The Garment District is located in Manhattan, New York, between Fifth and Ninth Avenues from 34th to 42nd street.  It has been known since the early 20th Century as the center for fashion design and manufacturing in the U.S.  It is the home to many great fabric warehouses, workshops, and stores of the fashion industry.

New York began to get it's role as the nations garment industry by making clothes for the slaves who worked on Southern plantations. Slaves making their own clothes would take up too much time, so their masters would buy clothes from companies in New York. Clothing suppliers in New York would also make ready-made garments for sailors and western prospectors during "slow" times in their regular business.

Before the mid-nineteenth century MOST AMERICANS MADE THEIR OWN CLOTHES.



If you were wealthy, then you were able to afford customized clothing which were tailor-made to fit you. By 1820 ready-made garments of higher quality were being produced for a broader market.  Ready made clothing continued to grow and grew rapidly when the sewing machine was invented in 1854, by a man named of Elias Howe.  He introduced the first "lock-stitch" sewing machine which used two threads to "lock" together and create a stitch (just like we use today). Of course this was done by hand or knee or foot until years later when electric sewing machines were invented.

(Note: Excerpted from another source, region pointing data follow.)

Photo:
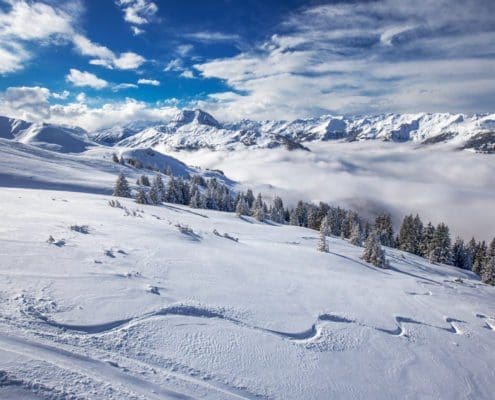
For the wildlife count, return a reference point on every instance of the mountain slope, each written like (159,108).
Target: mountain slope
(64,139)
(137,308)
(196,129)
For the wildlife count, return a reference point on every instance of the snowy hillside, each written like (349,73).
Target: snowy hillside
(126,306)
(192,130)
(64,139)
(27,165)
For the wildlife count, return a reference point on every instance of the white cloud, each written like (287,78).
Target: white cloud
(81,97)
(83,78)
(136,31)
(187,73)
(30,103)
(184,49)
(207,36)
(92,118)
(53,25)
(138,12)
(364,57)
(105,57)
(28,21)
(124,86)
(174,65)
(61,96)
(152,82)
(17,29)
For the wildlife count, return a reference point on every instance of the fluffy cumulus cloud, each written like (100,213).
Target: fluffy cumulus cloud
(30,103)
(54,25)
(104,57)
(138,12)
(33,104)
(83,78)
(364,57)
(17,30)
(152,82)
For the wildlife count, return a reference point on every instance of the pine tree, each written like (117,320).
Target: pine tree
(460,255)
(141,196)
(195,201)
(249,198)
(491,248)
(242,207)
(488,271)
(154,196)
(322,242)
(426,244)
(259,213)
(277,210)
(373,252)
(258,208)
(356,236)
(384,230)
(312,220)
(143,180)
(440,248)
(122,188)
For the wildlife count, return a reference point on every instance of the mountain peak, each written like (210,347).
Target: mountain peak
(197,116)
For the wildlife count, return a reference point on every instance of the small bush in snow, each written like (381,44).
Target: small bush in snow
(115,204)
(80,228)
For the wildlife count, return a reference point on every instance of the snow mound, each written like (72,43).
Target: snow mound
(267,316)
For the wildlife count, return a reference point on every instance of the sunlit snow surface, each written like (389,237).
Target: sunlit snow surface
(136,309)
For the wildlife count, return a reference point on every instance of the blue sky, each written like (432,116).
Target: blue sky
(99,62)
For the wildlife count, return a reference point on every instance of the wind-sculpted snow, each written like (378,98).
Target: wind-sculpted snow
(133,309)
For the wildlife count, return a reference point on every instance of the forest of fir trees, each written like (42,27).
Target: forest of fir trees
(425,240)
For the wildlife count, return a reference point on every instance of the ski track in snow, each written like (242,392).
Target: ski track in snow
(489,321)
(311,334)
(93,368)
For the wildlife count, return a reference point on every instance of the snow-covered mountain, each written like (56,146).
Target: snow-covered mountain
(61,138)
(129,306)
(191,130)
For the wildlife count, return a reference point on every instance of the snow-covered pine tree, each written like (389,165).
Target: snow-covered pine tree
(143,180)
(356,235)
(154,195)
(488,271)
(426,244)
(277,213)
(384,230)
(195,201)
(460,255)
(242,207)
(322,241)
(407,235)
(121,188)
(491,248)
(312,220)
(249,198)
(373,252)
(141,196)
(440,249)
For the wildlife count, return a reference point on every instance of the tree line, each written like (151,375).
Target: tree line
(426,240)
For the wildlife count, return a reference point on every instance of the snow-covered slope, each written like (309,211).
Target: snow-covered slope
(64,139)
(128,307)
(192,130)
(26,165)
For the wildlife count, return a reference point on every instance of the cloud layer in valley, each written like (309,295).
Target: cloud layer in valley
(440,185)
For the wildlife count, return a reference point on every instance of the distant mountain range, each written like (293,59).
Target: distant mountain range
(196,129)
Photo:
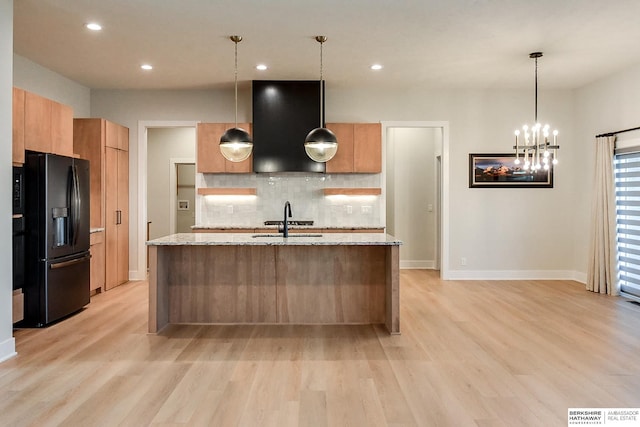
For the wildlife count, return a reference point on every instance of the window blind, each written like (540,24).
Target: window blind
(627,179)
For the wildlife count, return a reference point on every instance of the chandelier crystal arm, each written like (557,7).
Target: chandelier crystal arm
(535,151)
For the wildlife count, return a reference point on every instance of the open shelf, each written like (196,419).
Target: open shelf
(227,191)
(352,191)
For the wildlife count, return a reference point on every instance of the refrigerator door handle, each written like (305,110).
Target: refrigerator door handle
(71,262)
(77,201)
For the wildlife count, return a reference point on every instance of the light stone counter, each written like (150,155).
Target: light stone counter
(236,278)
(261,239)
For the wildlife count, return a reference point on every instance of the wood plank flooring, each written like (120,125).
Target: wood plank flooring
(471,353)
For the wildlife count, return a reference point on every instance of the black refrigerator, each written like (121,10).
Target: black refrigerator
(57,258)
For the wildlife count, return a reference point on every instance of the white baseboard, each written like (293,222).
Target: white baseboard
(7,349)
(517,275)
(417,265)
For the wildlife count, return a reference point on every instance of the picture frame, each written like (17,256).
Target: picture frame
(501,171)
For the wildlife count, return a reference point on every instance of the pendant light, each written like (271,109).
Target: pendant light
(321,144)
(535,147)
(235,143)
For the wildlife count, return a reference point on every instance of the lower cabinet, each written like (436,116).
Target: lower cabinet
(96,241)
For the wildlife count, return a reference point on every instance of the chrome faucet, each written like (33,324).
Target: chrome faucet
(285,223)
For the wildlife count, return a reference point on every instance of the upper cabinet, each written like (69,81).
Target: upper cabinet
(210,159)
(359,148)
(40,124)
(18,125)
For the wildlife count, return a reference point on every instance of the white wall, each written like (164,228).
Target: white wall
(7,343)
(163,144)
(39,80)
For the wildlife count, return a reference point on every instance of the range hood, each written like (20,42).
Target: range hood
(284,112)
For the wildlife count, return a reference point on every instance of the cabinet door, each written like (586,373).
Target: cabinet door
(123,208)
(342,162)
(111,218)
(123,138)
(18,125)
(88,143)
(37,123)
(97,260)
(209,158)
(61,129)
(367,148)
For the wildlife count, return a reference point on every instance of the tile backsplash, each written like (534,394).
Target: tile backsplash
(303,190)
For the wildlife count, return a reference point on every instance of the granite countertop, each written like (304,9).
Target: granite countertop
(291,227)
(266,239)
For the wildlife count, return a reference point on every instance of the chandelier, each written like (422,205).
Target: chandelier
(535,147)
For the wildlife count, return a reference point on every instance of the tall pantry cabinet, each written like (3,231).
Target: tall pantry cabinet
(106,145)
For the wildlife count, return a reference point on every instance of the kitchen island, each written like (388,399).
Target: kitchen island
(242,278)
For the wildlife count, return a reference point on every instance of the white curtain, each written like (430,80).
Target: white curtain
(602,275)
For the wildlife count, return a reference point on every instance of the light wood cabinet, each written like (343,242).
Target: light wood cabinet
(359,148)
(117,217)
(48,125)
(209,158)
(37,123)
(61,129)
(18,126)
(98,140)
(96,248)
(17,305)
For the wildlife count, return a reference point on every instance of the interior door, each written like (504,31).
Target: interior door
(123,216)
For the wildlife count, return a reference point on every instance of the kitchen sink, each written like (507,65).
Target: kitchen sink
(290,235)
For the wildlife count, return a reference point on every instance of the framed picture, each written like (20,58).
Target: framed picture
(501,171)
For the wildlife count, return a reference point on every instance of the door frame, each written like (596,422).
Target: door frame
(443,252)
(173,183)
(139,267)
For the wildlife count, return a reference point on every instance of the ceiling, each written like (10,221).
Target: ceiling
(432,43)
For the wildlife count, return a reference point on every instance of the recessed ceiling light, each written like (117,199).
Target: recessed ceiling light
(93,26)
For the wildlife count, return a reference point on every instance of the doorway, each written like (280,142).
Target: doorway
(416,165)
(185,203)
(167,149)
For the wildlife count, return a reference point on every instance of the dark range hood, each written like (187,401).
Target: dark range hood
(284,112)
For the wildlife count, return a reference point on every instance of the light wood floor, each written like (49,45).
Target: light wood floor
(474,353)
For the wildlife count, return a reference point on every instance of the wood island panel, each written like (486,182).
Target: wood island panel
(331,284)
(221,284)
(274,283)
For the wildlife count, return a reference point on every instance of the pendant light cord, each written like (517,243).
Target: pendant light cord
(321,100)
(536,105)
(236,82)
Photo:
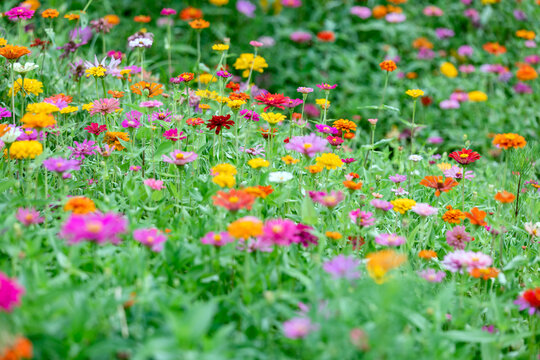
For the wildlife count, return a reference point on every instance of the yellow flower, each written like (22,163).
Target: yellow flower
(31,86)
(477,96)
(96,71)
(224,169)
(403,205)
(246,61)
(329,161)
(380,262)
(25,149)
(69,109)
(273,118)
(289,160)
(449,70)
(224,180)
(258,163)
(220,47)
(414,93)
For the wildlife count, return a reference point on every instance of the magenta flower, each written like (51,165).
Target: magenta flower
(458,237)
(342,267)
(97,227)
(151,238)
(308,145)
(361,218)
(10,293)
(217,239)
(431,275)
(28,216)
(180,158)
(297,328)
(154,184)
(389,239)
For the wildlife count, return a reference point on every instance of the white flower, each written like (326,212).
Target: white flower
(26,68)
(532,229)
(11,135)
(280,176)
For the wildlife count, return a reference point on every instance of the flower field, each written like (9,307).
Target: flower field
(269,179)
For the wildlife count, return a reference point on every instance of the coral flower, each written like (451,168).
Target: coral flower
(234,200)
(439,184)
(465,156)
(476,217)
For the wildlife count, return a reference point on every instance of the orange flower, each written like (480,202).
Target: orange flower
(50,13)
(476,217)
(453,216)
(12,52)
(427,254)
(494,48)
(190,13)
(153,89)
(80,205)
(388,65)
(437,183)
(199,24)
(504,197)
(509,140)
(526,73)
(142,19)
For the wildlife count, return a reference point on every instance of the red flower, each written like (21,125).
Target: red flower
(95,128)
(218,122)
(465,156)
(272,100)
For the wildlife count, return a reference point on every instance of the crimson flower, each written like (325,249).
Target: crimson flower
(465,156)
(218,122)
(272,100)
(95,128)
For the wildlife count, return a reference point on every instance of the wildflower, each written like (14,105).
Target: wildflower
(342,267)
(465,156)
(379,263)
(432,275)
(439,184)
(361,218)
(476,217)
(329,161)
(389,239)
(258,163)
(151,238)
(11,294)
(97,227)
(28,216)
(504,197)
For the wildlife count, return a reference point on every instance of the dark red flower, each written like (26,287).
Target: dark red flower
(218,122)
(465,156)
(95,128)
(272,100)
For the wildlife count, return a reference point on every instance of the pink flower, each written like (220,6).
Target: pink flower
(151,238)
(10,293)
(154,184)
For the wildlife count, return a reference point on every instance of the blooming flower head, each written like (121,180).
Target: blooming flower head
(28,216)
(151,238)
(342,267)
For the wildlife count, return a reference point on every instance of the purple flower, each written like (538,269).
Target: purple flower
(81,150)
(389,239)
(61,165)
(431,275)
(342,267)
(151,238)
(458,237)
(308,145)
(97,227)
(361,218)
(28,216)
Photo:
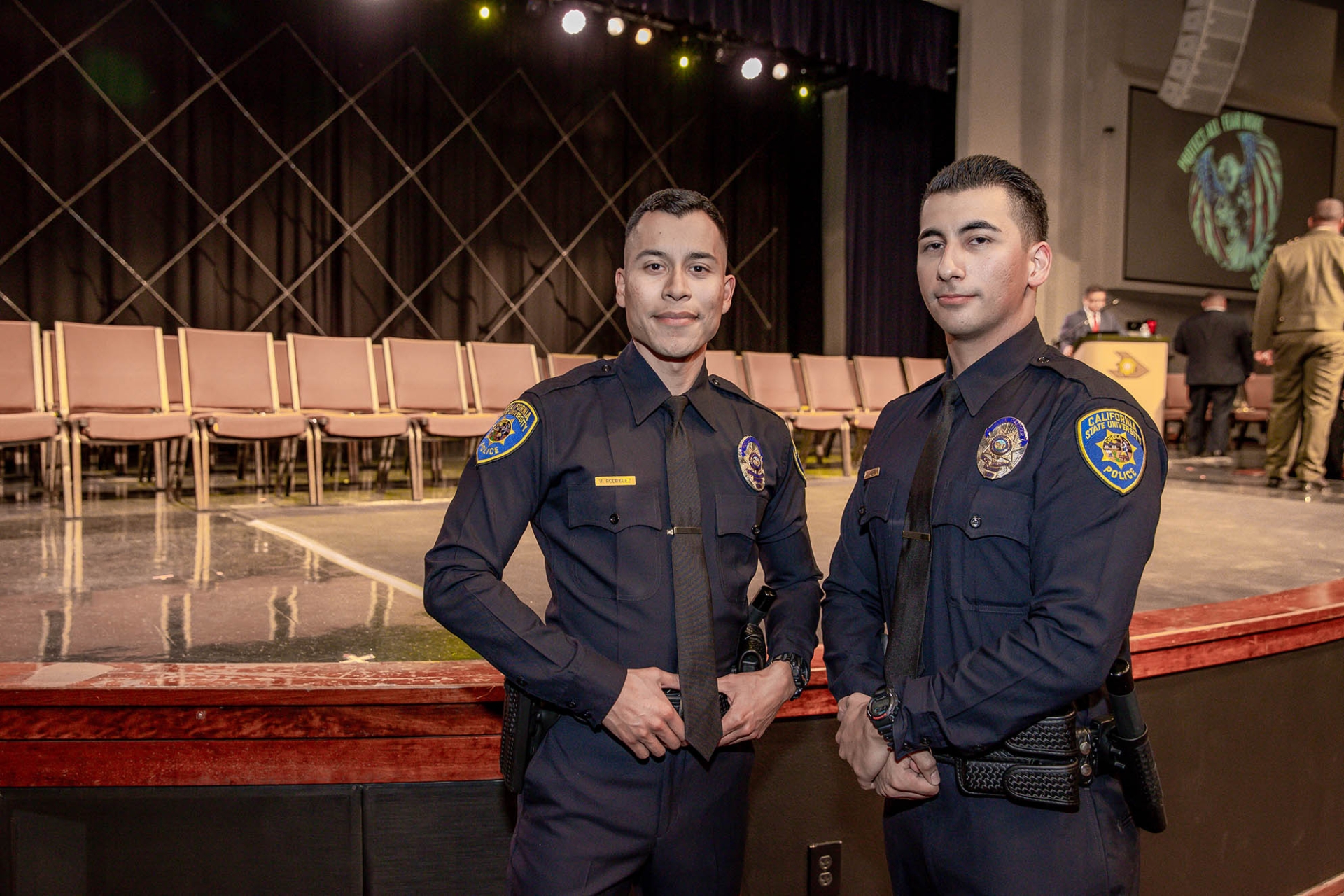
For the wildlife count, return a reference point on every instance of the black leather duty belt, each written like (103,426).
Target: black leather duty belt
(1043,764)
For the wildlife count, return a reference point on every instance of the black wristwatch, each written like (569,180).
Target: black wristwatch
(800,668)
(882,713)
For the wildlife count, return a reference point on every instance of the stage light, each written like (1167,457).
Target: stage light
(574,22)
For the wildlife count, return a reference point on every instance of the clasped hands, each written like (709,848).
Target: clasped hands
(643,719)
(914,777)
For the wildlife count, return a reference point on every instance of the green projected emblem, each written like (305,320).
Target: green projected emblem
(1234,197)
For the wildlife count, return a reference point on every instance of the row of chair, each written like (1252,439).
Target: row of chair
(1259,397)
(118,386)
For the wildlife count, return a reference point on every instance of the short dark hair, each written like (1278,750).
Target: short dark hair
(679,203)
(974,172)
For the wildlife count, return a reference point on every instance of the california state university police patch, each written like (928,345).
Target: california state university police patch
(1112,444)
(515,425)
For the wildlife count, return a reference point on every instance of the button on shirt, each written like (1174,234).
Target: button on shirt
(1034,574)
(592,481)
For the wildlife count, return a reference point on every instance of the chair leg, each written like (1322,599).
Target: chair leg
(202,466)
(70,479)
(315,466)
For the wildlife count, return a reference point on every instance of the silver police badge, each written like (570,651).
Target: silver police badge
(1002,448)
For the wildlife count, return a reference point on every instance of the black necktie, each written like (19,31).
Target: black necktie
(691,590)
(905,634)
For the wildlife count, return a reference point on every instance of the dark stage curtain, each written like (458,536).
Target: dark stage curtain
(898,139)
(245,164)
(906,41)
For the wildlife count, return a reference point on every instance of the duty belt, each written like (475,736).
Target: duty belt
(1043,764)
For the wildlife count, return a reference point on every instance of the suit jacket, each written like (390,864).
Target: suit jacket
(1303,289)
(1219,348)
(1075,327)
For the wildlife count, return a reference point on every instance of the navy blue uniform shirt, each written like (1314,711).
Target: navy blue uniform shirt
(592,480)
(1034,574)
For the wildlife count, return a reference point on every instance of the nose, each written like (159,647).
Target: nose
(678,285)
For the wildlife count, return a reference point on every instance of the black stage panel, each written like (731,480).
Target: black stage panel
(1249,755)
(183,840)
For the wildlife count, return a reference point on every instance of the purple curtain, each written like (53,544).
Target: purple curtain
(898,139)
(907,41)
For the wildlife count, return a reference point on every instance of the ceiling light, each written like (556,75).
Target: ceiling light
(574,22)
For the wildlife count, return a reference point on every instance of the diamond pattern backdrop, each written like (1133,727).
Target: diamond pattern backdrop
(315,167)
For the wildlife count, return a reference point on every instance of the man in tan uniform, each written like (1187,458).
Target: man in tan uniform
(1300,332)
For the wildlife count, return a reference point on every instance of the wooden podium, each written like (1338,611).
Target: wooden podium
(1139,363)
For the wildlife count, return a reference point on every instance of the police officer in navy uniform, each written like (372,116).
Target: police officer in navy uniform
(1046,479)
(620,793)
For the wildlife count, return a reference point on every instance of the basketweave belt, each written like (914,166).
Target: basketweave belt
(1043,764)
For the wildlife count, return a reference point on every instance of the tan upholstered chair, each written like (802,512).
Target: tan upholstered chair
(1176,407)
(771,381)
(1260,397)
(556,365)
(500,372)
(830,390)
(26,416)
(881,381)
(428,384)
(921,370)
(113,391)
(334,386)
(726,365)
(229,381)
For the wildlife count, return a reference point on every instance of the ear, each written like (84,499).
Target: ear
(730,284)
(1040,261)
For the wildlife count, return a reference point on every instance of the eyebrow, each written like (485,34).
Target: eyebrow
(659,253)
(964,229)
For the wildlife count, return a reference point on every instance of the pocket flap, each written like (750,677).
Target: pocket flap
(616,508)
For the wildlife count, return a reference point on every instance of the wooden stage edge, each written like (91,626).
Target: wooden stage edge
(78,724)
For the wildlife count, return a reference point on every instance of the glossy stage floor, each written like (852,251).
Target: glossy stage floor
(147,580)
(182,695)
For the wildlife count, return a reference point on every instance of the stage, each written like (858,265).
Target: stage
(169,669)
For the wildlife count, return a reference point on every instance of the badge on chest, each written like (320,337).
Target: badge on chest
(1002,448)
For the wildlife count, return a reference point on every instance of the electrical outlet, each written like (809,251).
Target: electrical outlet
(824,868)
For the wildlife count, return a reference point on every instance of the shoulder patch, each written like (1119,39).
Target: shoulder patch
(1112,444)
(511,430)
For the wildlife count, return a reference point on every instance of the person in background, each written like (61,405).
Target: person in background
(1093,317)
(1298,331)
(1218,346)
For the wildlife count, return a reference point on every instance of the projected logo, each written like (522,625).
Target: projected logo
(1236,191)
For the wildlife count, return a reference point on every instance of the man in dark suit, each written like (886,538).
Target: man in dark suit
(1093,317)
(1219,349)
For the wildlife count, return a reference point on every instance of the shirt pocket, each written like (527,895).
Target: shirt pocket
(737,527)
(996,555)
(624,536)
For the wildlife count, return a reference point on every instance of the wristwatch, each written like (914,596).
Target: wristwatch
(800,668)
(882,713)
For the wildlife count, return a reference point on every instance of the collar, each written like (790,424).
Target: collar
(647,391)
(990,374)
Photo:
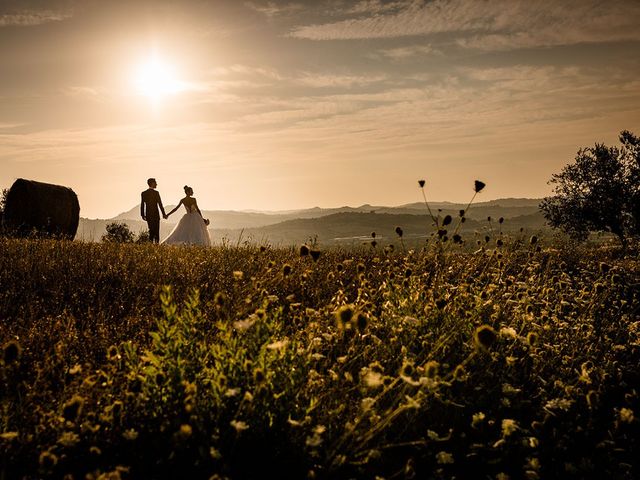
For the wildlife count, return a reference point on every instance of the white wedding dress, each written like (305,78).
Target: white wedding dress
(190,230)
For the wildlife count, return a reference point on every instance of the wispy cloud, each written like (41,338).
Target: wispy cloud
(33,18)
(401,53)
(274,9)
(501,24)
(316,80)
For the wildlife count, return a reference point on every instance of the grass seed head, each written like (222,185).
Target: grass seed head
(73,408)
(11,352)
(344,315)
(362,321)
(485,336)
(478,186)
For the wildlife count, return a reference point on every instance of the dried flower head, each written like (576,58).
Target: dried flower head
(11,352)
(72,409)
(344,315)
(361,321)
(485,336)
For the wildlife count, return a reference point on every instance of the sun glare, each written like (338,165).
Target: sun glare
(156,79)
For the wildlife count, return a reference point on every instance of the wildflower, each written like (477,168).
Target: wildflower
(407,369)
(373,379)
(477,419)
(259,376)
(220,299)
(130,434)
(48,460)
(344,315)
(444,458)
(11,352)
(441,303)
(508,427)
(68,439)
(484,336)
(431,369)
(239,425)
(278,344)
(460,373)
(361,321)
(8,436)
(72,409)
(508,332)
(592,398)
(478,186)
(626,415)
(184,433)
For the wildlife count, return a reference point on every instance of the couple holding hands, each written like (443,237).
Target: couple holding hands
(190,230)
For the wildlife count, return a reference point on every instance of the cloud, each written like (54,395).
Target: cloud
(495,25)
(273,9)
(345,81)
(32,18)
(401,53)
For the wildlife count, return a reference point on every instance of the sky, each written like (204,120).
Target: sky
(272,105)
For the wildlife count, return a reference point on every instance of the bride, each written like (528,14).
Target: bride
(192,228)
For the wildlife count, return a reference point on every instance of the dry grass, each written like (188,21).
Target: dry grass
(518,361)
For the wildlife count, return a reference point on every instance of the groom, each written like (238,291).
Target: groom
(149,210)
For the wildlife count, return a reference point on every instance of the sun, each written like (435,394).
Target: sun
(156,78)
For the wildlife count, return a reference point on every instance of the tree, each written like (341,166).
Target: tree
(599,192)
(118,233)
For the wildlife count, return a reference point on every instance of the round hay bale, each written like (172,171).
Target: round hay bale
(42,209)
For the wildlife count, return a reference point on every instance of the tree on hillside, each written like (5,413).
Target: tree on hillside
(599,192)
(118,233)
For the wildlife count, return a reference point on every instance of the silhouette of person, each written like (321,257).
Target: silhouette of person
(149,206)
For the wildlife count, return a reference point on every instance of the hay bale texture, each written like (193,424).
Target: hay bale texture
(42,209)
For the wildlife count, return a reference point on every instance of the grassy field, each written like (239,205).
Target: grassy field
(138,361)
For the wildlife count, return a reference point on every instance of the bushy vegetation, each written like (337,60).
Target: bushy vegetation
(599,192)
(518,360)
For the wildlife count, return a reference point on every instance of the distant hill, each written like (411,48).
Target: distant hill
(343,225)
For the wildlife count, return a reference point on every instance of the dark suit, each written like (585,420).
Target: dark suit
(150,207)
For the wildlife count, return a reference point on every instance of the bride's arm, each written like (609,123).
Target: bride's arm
(177,207)
(197,208)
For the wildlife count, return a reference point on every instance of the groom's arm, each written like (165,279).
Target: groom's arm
(142,207)
(160,205)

When the Civil war began there was a need for thousands of ready-made soldier's uniforms, which helped the garment industry expand further.  By the end of the 1860's Americans bought most of their clothing rather than making it themselves.

With Eastern European immigrants coming to America just as the garment industry was growing many joined the garment industry workforce in New York.  With ample supply of cheap labor and a high  demand, New York was on it's way to being the Garments capitol of the U.S.  It functioned as America's fashion center and helped the fashion industry by providing constant changes of styles and demand. (Not much has changed today...what's "in" this summer, won't be "in" next summer!) By 1910 70% of the nation's women's clothing and 40% of the men's was produced in New York City.

Unfortunately the manufactures of garments in New York city has been fading in recent years. The district has been losing over a thousand jobs per year.  There are a number of organizations and politicians trying to save parts of the garment industry. And great shows like Project RUNWAY are helping the garment industry of New York stand proud and keep it's great rich history alive!